Much louder this time. The double splash of impact and her skull started to deform under the huge kinetic energy, and then a sparkle, and she was gone. Blood fell to the floor, with a sharp, sour, iron-salt smell. The man went to one knee for a second, panting, then rose and turned.
“You’re Adrian Brézé,” he said, trying to make his mind function again.
The gun came up, almost of its own volition. The slim dark man pointed a finger at him.
“Don’t. Just don’t. It’s been a long day.”
He cast a glance over his shoulder; the first paling of the night sky showed that dawn was coming, and he winced a little.
“I’d better go corporeal. Right back, Detective Salvador.”
Salvador looked down at the pistol. Why the hell not? he thought, and began to bring it up toward his mouth. That’s safer. Only amateurs try to shoot themselves in the head . . .
“I wouldn’t do that if I were you.”
“Why don’t you kill me? Why don’t you kill me?” he screamed. “Why don’t you just fucking kill me?”
“That’s why don’t they fucking kill you,” the man said. “I can tell you, if you want to know.”
“You’re one of them.”
Brézé was slight, a bit below medium height, pale olive skin and dark hair and gold-flecked brown eyes . . .
“You’re Adrian Brézé!”
“Yes.”
Salvador drew breath in, held it, let it out. “Okay, I get it: I’m supposed to believe you’re a good monster.”
“Oh, he’s a great monster, believe me. But all mine.”
Salvador jerked at the other voice, looked down at the pistol, then dropped it to the table he was sitting on. A copper box had spilled open, full of slim cigarettes. He took one out and lit it; some distant part of himself was proud of the fact that his hand didn’t shake.

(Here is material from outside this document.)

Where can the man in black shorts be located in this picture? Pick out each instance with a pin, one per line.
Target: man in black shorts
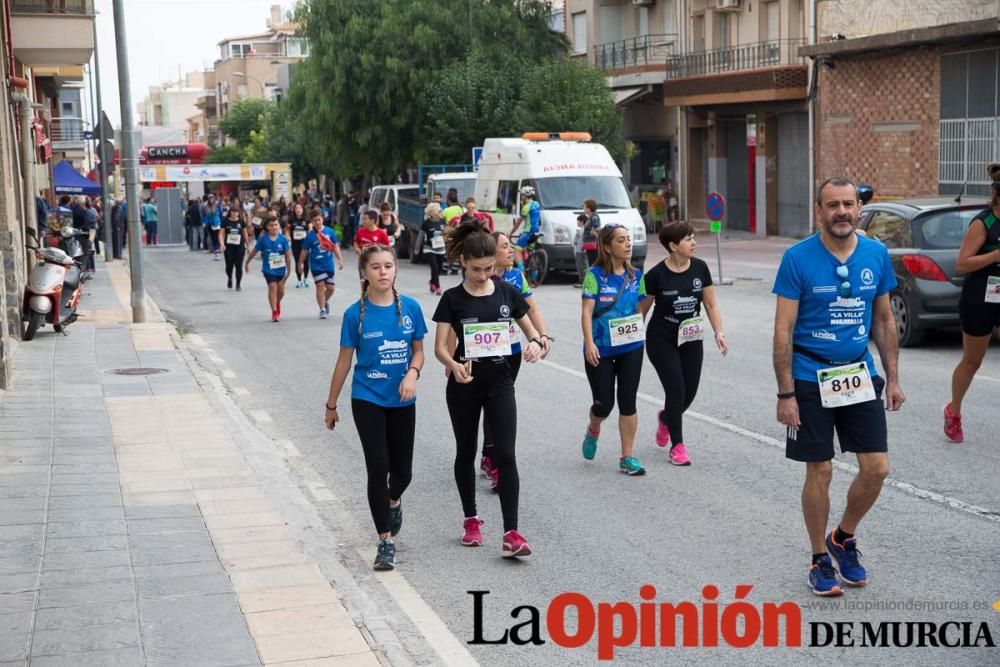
(832, 296)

The second voice belonged to a woman. Tall, blond, dressed in dark outdoor clothes and boots, with a knit cap over her head and a rifle cradled in her arms—he recognized it, big Brit sniper job, long scope, aircraft-alloy body.
“You’re . . . Ellen Tarnowski.”
“Technically, Ellen Brézé, now. No, I’m not one of them. You don’t catch it from getting bit.”
A sudden charming smile. “And believe me, I know! Not even from getting married to one.”